Semana informó que se encontraron 32 bienes ocultos del ex gobernador de Santander, Hugo Aguilar, quien en ocasiones anteriores, se había negado a indemnizar a sus víctimas por falta de dinero. El patrimonio oculto estaba a nombre de terceros y tendría un valor de 6,700 millones.

 

Para poder dejar la prisión a la que el ex gobernador fue condenado por la Corte Suprema de Justicia por tener nexos con los paramilitares, sin pagar la multa de 6.337 millones de pesos que le fue impuesta, Aguilar alegó que no podía pagar la multa impuesta porque ni él, ni su familia, tenían recursos, y su único ingreso era su jubilación de la Policía, que de acuerdo con sus capacidades económicas y basado en su pensión llegaba a los $500.000 pesos mensuales.Pero meses después de varias investigaciones, la Fiscalía logró llegar al botín del ex gobernador.

Ante el Tribunal de Justicia y Paz de Santander, el ente investigador procedió a pedir el embargo de 32 bienes que Hugo Aguilar al parecer tenía en cabeza de terceros. En este caso habría personas que prestaron su nombre para administrar, ocultar y mezclar su patrimonio con el del exoficial.

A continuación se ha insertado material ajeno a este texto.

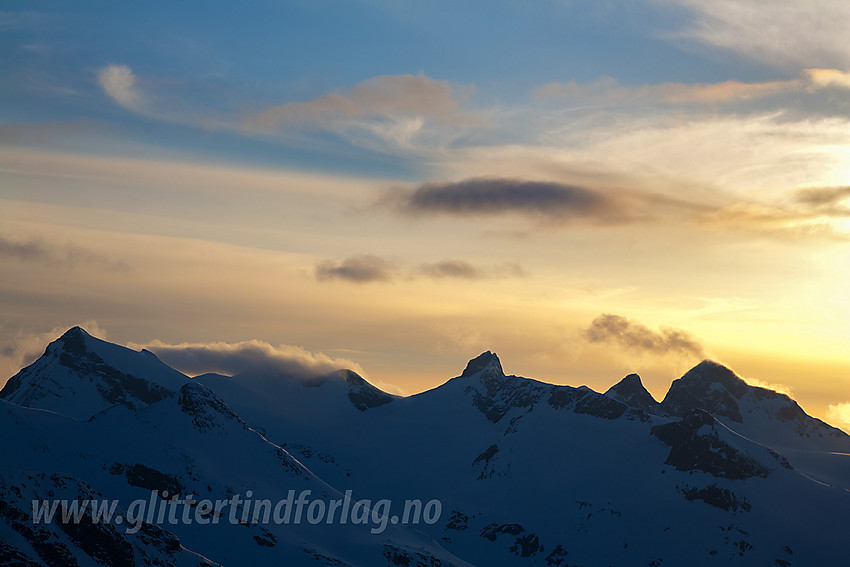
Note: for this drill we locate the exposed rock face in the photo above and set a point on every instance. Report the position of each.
(72, 378)
(363, 394)
(631, 392)
(708, 386)
(696, 444)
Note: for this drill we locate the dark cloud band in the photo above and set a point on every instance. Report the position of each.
(635, 336)
(482, 196)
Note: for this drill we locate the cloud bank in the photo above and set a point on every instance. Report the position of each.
(494, 196)
(119, 82)
(617, 330)
(368, 269)
(781, 33)
(357, 269)
(254, 355)
(56, 255)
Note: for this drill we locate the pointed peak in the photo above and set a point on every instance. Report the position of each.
(711, 372)
(74, 340)
(484, 361)
(709, 386)
(631, 391)
(630, 380)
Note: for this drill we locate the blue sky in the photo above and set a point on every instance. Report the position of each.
(588, 188)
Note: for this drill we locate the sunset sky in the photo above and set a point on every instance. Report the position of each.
(588, 188)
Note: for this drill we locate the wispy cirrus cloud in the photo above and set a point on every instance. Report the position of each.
(384, 96)
(369, 269)
(56, 254)
(608, 91)
(782, 33)
(635, 336)
(460, 269)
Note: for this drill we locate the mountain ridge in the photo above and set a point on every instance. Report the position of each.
(526, 472)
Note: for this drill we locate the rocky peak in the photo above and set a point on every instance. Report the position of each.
(630, 391)
(486, 361)
(708, 386)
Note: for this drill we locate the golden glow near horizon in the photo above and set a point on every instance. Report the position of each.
(583, 225)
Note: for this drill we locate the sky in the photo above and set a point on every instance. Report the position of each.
(587, 188)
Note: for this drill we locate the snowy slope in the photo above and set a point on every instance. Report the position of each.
(527, 473)
(79, 375)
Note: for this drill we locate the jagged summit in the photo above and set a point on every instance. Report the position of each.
(708, 386)
(630, 391)
(80, 375)
(361, 393)
(488, 361)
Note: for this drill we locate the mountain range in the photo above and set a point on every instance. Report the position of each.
(515, 471)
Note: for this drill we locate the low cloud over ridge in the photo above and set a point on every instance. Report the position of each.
(244, 356)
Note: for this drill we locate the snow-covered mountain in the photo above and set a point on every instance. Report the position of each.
(525, 472)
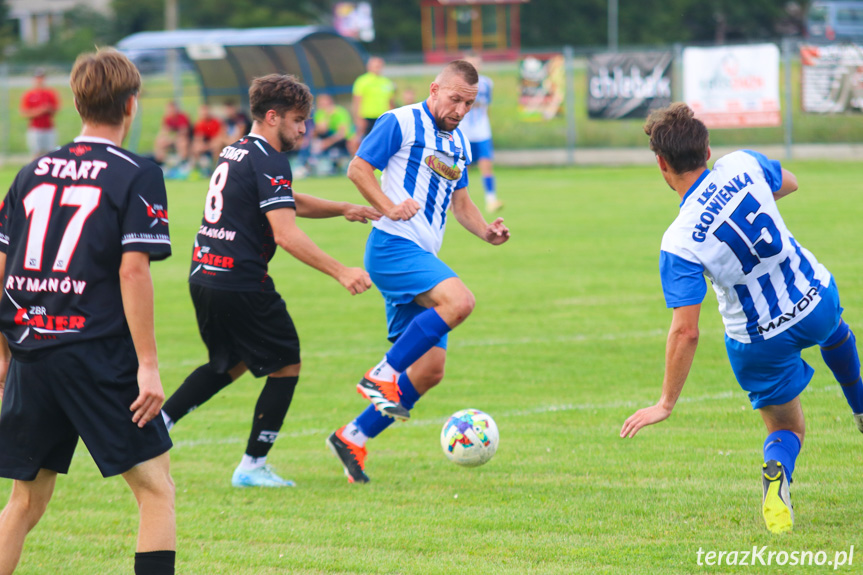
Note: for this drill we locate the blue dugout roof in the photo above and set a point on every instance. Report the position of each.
(227, 60)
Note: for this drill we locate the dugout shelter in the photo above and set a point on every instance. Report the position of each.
(227, 60)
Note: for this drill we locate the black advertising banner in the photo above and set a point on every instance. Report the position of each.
(628, 85)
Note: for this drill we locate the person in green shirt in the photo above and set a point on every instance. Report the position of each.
(373, 95)
(335, 137)
(334, 128)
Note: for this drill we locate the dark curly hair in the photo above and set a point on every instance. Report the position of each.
(679, 137)
(102, 83)
(279, 92)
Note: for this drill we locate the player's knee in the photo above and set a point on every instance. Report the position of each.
(464, 303)
(28, 505)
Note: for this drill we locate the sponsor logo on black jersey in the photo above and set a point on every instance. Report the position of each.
(80, 150)
(45, 325)
(210, 263)
(158, 212)
(69, 169)
(279, 182)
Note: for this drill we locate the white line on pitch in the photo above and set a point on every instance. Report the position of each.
(458, 344)
(505, 415)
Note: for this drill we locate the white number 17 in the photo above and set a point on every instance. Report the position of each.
(38, 204)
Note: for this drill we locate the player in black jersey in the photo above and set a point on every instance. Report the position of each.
(250, 210)
(78, 230)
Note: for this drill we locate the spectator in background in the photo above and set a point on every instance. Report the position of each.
(477, 127)
(334, 133)
(373, 95)
(205, 138)
(408, 96)
(237, 124)
(38, 105)
(173, 136)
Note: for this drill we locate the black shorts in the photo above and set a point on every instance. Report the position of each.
(82, 389)
(252, 327)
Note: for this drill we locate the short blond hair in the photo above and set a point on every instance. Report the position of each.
(679, 137)
(102, 82)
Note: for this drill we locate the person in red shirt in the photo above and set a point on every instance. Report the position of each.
(205, 139)
(175, 133)
(39, 105)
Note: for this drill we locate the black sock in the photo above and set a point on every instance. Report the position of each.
(201, 385)
(270, 413)
(155, 563)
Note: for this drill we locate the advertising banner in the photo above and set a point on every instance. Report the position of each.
(542, 87)
(733, 86)
(354, 20)
(832, 78)
(628, 85)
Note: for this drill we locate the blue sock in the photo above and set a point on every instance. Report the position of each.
(840, 355)
(488, 184)
(372, 423)
(783, 446)
(422, 333)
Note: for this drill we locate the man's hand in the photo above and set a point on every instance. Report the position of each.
(496, 233)
(643, 418)
(403, 211)
(363, 214)
(150, 396)
(355, 280)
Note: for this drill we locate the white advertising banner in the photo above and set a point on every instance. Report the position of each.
(832, 78)
(733, 86)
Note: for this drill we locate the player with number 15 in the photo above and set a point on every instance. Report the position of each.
(774, 297)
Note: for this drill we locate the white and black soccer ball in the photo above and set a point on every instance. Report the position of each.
(469, 437)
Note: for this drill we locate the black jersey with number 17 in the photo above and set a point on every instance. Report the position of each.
(235, 242)
(64, 226)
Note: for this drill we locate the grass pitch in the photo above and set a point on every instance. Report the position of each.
(566, 341)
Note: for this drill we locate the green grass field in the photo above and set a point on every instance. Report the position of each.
(566, 341)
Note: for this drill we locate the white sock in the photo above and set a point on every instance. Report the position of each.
(169, 423)
(250, 463)
(353, 434)
(385, 371)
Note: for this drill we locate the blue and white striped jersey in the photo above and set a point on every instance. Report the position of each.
(476, 125)
(730, 230)
(418, 161)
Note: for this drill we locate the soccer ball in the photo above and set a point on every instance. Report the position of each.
(469, 437)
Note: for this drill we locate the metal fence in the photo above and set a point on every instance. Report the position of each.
(570, 132)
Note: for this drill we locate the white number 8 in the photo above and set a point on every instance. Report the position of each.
(215, 200)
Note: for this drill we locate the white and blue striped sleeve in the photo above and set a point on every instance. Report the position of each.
(383, 142)
(772, 169)
(683, 281)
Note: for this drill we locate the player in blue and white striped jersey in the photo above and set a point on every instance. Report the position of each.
(774, 296)
(423, 156)
(477, 127)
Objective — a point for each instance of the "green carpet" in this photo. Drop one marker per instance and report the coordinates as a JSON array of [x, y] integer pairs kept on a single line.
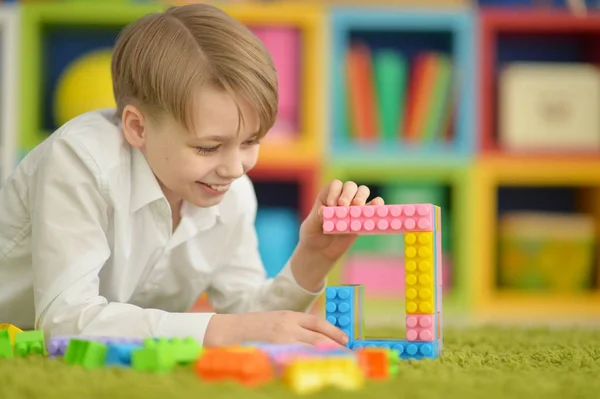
[[477, 363]]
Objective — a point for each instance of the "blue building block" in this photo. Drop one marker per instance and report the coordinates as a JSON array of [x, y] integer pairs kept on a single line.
[[120, 354], [343, 310], [406, 350]]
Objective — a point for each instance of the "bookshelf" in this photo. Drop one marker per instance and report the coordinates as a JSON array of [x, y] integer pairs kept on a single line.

Se trata de 28 inmuebles que tiene repartidos en Bogotá, Boyacá y cuatro municipios de Santander. En estos lugares tiene casas, fincas, lotes, depósitos y oficinas. Además, la Fiscalía pidió embargar cuatro vehículos. La sociedad santandereana recuerda cuando Aguilar conducía un Porsche convertible por las calles de Bucaramanga y fue fotografiado por Diana Saray Giraldo, periodista y directiva de Vanguardia Liberal.

Según el Ministerio Público, Aguilar se dio a la tarea de satisfacer sus propios intereses mediante la compra de bienes «totalmente suntuarios». Y logró poner «esos bienes a nombre de un tercero, para tanto ocultar la nueva capacidad financiera como proseguir en la tarea de elusión al deber de pago”.

Según las cuentas de la Fiscalía, los 32 bienes que están a nombre de terceros están avaluados catastralmente en más de 6.700 millones de pesos, es decir, este dinero alcanzaría para reparar parcialmente a las más de 40.000 víctimas reconocidas en la sentencia, de las cuales más de 5.000 son atribuidas al Bloque Central Bolívar.

El ente acusador explicó que una vez decretadas las medidas pedirá ante los magistrados de Justicia y Paz la extinción de dominio de los 32 bienes a favor del fondo para la reparación de las víctimas. Mientras tanto, avanzan las indagaciones penales para determinar si los propietarios de los bienes han incurrido en conductas delictivas.